Electric recliners. A fully stocked bar. A menu that includes hummus and pita chips, chipotle aioli shrimp and turtle molten Bundt cake.
The Regal Downtown Summerlin 5, 2070 Park Center Drive, is the moviegoing experience Las Vegas has spent the past couple of years baby-stepping toward.
In fall 2012, the theaters at Town Square began offering liquor sales during certain screenings until ownership changed hands a few months later. The Galaxy Green Valley Luxury+ opened in March 2013 with electric recliners, beer and wine sales and a gourmet sausage bar. Galaxy renovated its Cannery location to those specifications last fall.
But the Downtown Summerlin 5, which officially opens to the public Thursday after three days of charity screenings, is the first to combine all those amenities under one roof. There’s even valet parking just outside.
The new theaters have sidestepped some of the hurdles that made liquor sales less than convenient at Town Square. There, alcohol was confined to the lobby bar and special 21-and-older screenings, but customers weren’t allowed to carry it between those venues. Instead, a cocktail waitress had to walk beside them and carry the drinks to their seats.
Although that sounded responsible in practice, it was also weirdly restrictive considering that adults can carry drinks to their seats at Cashman Field, UNLV games and virtually every show up and down the Strip, regardless of whether children are sitting next to them.
The new theaters still have some limitations, though. Rachel Lueras, western marketing manager for Regal Entertainment Group, says customers will be carded at the bar, given a wristband and limited to three drinks, one at a time, during their visit. Those drinks, by the way, start at $5.
On the food side, look for dishes ranging from $5 to $11 that include pizza, mac-and-cheese bites, and a variety of burgers and sandwiches that come with waffle fries, sweet potato waffle fries or onion rings.
The only thing other high-end theaters offer that’s missing at the Downtown Summerlin 5 is waiter service, but that often comes at a premium.

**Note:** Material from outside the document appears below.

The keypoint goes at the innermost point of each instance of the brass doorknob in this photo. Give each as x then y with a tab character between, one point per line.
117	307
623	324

A couple of years ago at one such multiplex, I paid $19.50 to see “The Expendables 2” on a Wednesday night.
Despite the additional amenities, Downtown Summerlin 5’s ticket prices are $13 for adults, $9.50 for seniors and children, $12 for military and $10.50 for matinees. That’s $1.50 more at each price level than Regal charges next door at its theaters at Red Rock Resort. (Galaxy, which runs the only other theaters in the valley with recliners, charges $11 for adults, $8.50 for children, $8 for seniors and $8.50 for adult matinees.)
While families are obviously welcome, Lueras says the Downtown Summerlin 5 will cater to adult moviegoers looking for a fun night (or afternoon) out.

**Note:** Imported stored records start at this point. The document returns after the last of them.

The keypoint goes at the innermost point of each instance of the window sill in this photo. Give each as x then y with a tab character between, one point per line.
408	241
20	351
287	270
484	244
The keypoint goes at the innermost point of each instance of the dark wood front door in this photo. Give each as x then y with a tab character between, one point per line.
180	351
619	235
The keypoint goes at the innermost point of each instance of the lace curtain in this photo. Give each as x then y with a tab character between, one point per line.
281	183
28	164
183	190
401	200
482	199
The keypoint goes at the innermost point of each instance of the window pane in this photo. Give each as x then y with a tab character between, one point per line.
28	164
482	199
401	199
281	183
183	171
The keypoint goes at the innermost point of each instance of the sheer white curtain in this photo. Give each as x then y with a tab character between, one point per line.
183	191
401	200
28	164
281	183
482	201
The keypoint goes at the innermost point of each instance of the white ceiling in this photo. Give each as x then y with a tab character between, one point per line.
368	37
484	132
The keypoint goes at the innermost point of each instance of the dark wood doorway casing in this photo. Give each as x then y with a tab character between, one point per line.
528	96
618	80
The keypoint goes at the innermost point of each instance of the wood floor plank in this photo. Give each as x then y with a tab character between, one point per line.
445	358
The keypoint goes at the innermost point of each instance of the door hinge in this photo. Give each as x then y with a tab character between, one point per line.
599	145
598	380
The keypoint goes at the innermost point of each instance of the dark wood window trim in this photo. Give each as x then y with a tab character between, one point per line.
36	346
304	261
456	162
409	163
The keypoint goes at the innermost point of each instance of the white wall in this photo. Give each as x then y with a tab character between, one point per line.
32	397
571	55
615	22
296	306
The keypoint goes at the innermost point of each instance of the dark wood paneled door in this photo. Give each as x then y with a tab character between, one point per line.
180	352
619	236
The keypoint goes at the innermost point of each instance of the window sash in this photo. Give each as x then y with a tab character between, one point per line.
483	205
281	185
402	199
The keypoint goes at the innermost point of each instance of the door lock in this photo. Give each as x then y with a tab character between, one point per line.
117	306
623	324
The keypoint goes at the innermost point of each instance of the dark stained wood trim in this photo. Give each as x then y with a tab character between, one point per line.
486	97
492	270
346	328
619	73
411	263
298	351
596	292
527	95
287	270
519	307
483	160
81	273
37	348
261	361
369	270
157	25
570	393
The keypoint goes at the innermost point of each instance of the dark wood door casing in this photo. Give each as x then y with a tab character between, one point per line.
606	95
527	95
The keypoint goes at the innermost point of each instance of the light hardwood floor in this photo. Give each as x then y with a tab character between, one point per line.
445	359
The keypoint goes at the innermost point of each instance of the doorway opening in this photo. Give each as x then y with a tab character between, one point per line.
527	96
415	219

For its opening weekend, the theaters will offer “The Judge,” with Robert Downey Jr. and Robert Duvall; “Kill the Messenger,” in which Jeremy Renner plays a journalist investigating the link between crack cocaine, Nicaraguan rebels and the CIA; “Men, Women &Children,” from director Jason Reitman (“Juno,” “Up in the Air”); and the erotic thriller “Addicted.”
One word of caution: Because of the additional space needed for the recliners, the theaters seat considerably fewer people than their neighbors.

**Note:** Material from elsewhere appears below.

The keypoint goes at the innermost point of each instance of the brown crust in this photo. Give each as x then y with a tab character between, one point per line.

The Downtown Summerlin 5 auditoriums have capacities ranging from 86 to 149, compared with 117 to 467 next door at Red Rock.
But since the new theaters sell only reserved seats, you’ll know, in some cases days in advance, whether the showing you were planning to attend is sold out — or whether you and your date would be stuck sitting in the first row in the corner.
■ Gettin’ thrifty with it: Las Vegans Jason T. Smith and Bryan Goodman return for a second season of “Thrift Hunters” (9:30 p.m. Saturday, Spike TV).